I’m learning the basics of sigma algebras and measures, and my textbook says the following:
Definition 1.1 Let $S$ be a non-empty set. A collection $\Sigma_0 \subset 2^S$ is called an algebra (on $S$) if
(i) $S \in \Sigma_0$,
(ii) $E \in \Sigma_0 \Rightarrow E^\mathsf{c} \in \Sigma_0$,
(iii) $E, F \in \Sigma_0 \Rightarrow E \cup F \in \Sigma_0$.
And then:
Definition 1.2 Let $S$ be a non-empty set. A collection $\Sigma \subset 2^S$ is called a $\sigma$-algebra (on $S$) if it is an algebra and $\bigcup_{n = 1}^\infty E_n \in \Sigma$ as soon as $E_n \in \Sigma$ ($n = 1, 2, \ldots$).
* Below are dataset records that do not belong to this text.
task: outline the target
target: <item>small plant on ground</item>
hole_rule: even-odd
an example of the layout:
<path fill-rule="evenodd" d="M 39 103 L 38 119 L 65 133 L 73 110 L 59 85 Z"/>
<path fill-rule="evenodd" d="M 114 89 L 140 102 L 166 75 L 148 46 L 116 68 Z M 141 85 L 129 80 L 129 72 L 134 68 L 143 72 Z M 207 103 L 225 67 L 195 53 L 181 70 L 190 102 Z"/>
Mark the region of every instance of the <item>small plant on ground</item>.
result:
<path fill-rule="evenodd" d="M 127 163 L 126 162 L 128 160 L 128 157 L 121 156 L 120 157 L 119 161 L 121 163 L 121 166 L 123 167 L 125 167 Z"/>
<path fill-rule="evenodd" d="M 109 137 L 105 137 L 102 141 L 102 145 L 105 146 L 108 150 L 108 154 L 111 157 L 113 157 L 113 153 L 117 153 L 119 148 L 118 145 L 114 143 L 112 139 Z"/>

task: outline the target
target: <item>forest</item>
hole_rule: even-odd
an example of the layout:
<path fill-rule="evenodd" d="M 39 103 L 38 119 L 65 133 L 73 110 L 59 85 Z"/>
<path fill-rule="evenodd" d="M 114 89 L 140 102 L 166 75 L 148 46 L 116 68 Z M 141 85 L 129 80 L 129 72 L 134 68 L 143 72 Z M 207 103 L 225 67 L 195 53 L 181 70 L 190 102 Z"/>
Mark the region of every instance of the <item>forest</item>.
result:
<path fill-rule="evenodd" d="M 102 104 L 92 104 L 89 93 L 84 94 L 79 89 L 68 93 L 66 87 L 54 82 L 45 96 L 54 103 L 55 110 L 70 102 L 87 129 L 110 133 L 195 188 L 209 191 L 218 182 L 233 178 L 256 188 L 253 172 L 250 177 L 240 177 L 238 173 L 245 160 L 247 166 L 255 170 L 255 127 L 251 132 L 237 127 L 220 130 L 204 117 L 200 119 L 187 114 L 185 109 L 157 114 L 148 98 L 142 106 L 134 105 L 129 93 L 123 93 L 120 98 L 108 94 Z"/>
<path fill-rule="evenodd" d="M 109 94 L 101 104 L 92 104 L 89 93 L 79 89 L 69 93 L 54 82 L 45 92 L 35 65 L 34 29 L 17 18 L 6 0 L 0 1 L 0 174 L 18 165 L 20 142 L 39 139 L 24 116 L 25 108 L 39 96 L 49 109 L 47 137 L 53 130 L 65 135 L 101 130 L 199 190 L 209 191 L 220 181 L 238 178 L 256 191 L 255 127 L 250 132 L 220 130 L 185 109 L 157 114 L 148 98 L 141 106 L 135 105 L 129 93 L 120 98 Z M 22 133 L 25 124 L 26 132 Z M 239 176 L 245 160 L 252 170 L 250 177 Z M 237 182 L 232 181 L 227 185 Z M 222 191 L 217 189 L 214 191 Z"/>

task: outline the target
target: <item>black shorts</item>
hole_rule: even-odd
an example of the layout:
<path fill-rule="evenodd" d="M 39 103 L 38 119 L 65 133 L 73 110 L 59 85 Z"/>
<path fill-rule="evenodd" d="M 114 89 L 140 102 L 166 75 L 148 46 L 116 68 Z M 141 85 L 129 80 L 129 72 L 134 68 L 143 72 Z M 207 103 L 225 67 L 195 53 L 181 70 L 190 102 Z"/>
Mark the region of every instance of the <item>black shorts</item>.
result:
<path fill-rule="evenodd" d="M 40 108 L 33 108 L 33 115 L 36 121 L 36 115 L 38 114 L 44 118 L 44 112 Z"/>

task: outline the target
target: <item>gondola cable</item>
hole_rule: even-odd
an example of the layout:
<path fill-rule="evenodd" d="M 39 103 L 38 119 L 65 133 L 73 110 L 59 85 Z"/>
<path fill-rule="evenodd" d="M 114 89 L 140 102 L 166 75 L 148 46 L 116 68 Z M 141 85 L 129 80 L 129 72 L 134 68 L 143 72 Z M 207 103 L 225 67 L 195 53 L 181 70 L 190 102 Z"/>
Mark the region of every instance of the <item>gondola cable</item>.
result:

My question is, when is a collection $\Sigma_0$ an algebra but not a $\sigma$-algebra? Diagrammatically, I can see that for any $\Sigma_0 \subset 2^S$ the union of all elements of $\Sigma_0$ always gives $S$, which seems to mean that every algebra on $S$ is a $\sigma$-algebra.
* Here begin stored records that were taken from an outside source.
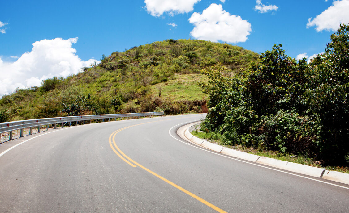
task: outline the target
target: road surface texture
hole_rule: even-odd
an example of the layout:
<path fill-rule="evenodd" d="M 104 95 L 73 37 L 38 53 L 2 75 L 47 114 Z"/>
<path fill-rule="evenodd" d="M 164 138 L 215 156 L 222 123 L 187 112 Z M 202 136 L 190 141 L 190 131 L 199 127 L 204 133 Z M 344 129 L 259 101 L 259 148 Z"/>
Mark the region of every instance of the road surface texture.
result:
<path fill-rule="evenodd" d="M 0 212 L 349 211 L 348 185 L 227 157 L 176 134 L 203 116 L 88 124 L 3 144 L 0 153 L 35 137 L 0 156 Z"/>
What am I not seeing here?
An algebra on a set $S$ may fail to be closed under countable unions, and therefore fail to be a $\sigma$-algebra.
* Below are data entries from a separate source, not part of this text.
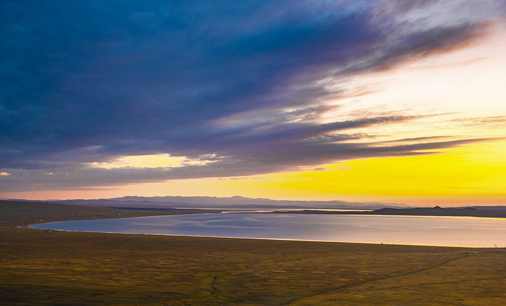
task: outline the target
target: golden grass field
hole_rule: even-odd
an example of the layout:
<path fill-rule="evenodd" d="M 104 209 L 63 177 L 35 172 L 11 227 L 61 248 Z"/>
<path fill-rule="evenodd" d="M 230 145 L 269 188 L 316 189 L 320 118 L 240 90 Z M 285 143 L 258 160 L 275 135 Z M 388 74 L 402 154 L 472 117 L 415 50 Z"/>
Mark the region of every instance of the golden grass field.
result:
<path fill-rule="evenodd" d="M 44 218 L 105 213 L 81 207 Z M 502 249 L 0 227 L 1 305 L 505 304 Z"/>

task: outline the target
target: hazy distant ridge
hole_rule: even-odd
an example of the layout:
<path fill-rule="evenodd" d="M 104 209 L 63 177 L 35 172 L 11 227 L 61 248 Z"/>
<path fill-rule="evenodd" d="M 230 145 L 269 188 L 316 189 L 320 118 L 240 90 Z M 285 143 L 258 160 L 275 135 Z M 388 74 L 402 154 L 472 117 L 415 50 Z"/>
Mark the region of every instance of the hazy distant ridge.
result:
<path fill-rule="evenodd" d="M 157 207 L 234 207 L 234 208 L 335 208 L 354 209 L 377 209 L 383 207 L 406 207 L 408 205 L 398 203 L 380 202 L 347 202 L 346 201 L 290 201 L 277 200 L 257 198 L 256 199 L 235 196 L 228 198 L 217 197 L 138 197 L 96 200 L 55 200 L 47 201 L 53 203 L 98 206 Z"/>

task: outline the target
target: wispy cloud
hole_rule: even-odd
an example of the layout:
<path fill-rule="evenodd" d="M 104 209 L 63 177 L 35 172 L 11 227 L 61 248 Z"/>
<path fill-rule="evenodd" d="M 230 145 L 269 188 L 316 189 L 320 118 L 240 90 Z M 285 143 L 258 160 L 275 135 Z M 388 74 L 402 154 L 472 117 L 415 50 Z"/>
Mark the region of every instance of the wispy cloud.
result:
<path fill-rule="evenodd" d="M 0 189 L 235 177 L 482 141 L 386 146 L 360 130 L 427 114 L 322 121 L 375 90 L 342 78 L 461 48 L 505 15 L 500 1 L 462 3 L 445 22 L 435 1 L 2 2 Z M 207 162 L 90 166 L 160 154 Z"/>

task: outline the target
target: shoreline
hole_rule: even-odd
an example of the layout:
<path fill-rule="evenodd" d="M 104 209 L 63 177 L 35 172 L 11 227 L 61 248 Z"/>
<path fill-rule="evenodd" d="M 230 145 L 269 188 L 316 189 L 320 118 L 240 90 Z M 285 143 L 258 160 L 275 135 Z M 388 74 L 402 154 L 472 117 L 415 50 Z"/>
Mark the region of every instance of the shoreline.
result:
<path fill-rule="evenodd" d="M 202 213 L 198 214 L 207 214 L 210 213 L 214 213 L 214 212 L 205 212 Z M 265 213 L 261 213 L 264 214 Z M 160 217 L 163 216 L 164 215 L 151 215 L 151 216 L 137 216 L 137 217 L 118 217 L 118 218 L 113 218 L 116 219 L 127 219 L 127 218 L 145 218 L 145 217 Z M 182 215 L 182 214 L 178 215 Z M 347 214 L 347 215 L 357 215 L 357 216 L 364 216 L 363 214 Z M 385 215 L 372 215 L 368 214 L 365 215 L 367 216 L 370 216 L 371 217 L 373 216 L 386 216 Z M 490 218 L 483 218 L 480 217 L 472 217 L 472 216 L 418 216 L 418 215 L 395 215 L 393 216 L 399 216 L 399 217 L 444 217 L 444 218 L 485 218 L 485 219 L 490 219 Z M 501 218 L 502 219 L 502 218 Z M 104 219 L 102 219 L 104 220 Z M 77 220 L 70 220 L 68 221 L 58 221 L 56 222 L 69 222 L 70 221 L 75 221 Z M 84 220 L 80 220 L 81 221 Z M 339 240 L 314 240 L 314 239 L 289 239 L 289 238 L 262 238 L 262 237 L 235 237 L 235 236 L 207 236 L 207 235 L 178 235 L 174 234 L 158 234 L 158 233 L 136 233 L 136 232 L 130 232 L 130 233 L 121 233 L 118 232 L 104 232 L 104 231 L 77 231 L 77 230 L 62 230 L 62 229 L 54 229 L 48 228 L 46 227 L 43 227 L 40 226 L 40 227 L 31 227 L 32 226 L 39 226 L 43 224 L 47 224 L 48 223 L 52 223 L 53 222 L 48 222 L 48 223 L 43 223 L 36 224 L 31 224 L 28 226 L 24 227 L 24 228 L 30 229 L 32 230 L 50 230 L 51 231 L 60 231 L 60 232 L 75 232 L 75 233 L 100 233 L 103 234 L 122 234 L 122 235 L 155 235 L 155 236 L 174 236 L 174 237 L 200 237 L 200 238 L 223 238 L 223 239 L 246 239 L 246 240 L 274 240 L 274 241 L 304 241 L 304 242 L 330 242 L 332 243 L 354 243 L 359 244 L 371 244 L 371 245 L 398 245 L 398 246 L 421 246 L 421 247 L 456 247 L 456 248 L 474 248 L 474 249 L 503 249 L 506 248 L 506 247 L 489 247 L 489 246 L 462 246 L 461 244 L 459 245 L 443 245 L 440 244 L 404 244 L 404 243 L 395 243 L 392 242 L 359 242 L 359 241 L 339 241 Z"/>

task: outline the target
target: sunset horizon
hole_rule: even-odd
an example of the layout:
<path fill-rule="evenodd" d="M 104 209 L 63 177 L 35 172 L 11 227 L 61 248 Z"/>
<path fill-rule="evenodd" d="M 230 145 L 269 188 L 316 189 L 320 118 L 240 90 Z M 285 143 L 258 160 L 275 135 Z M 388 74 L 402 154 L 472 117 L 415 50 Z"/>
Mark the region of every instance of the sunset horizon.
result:
<path fill-rule="evenodd" d="M 0 197 L 506 205 L 503 4 L 409 3 L 3 5 Z"/>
Here is an example: let $S=\{1,2,3,\dots\}$, and let $\mathcal{A}$ be the set of all subsets $A\subset S$ such that either $A$ or $A^c$ is finite. One can check that $\mathcal{A}$ is an algebra. However, if we define $A_n=\{2n-1\}$ for $n=1,2,3,\dots$ then each $A_n\in \mathcal{A}$ but $$ \bigcup_{n=1}^{\infty}A_n=\{1,3,5,\dots\}\not\in\mathcal{A}$$ so $\mathcal{A}$ is not closed under countable unions.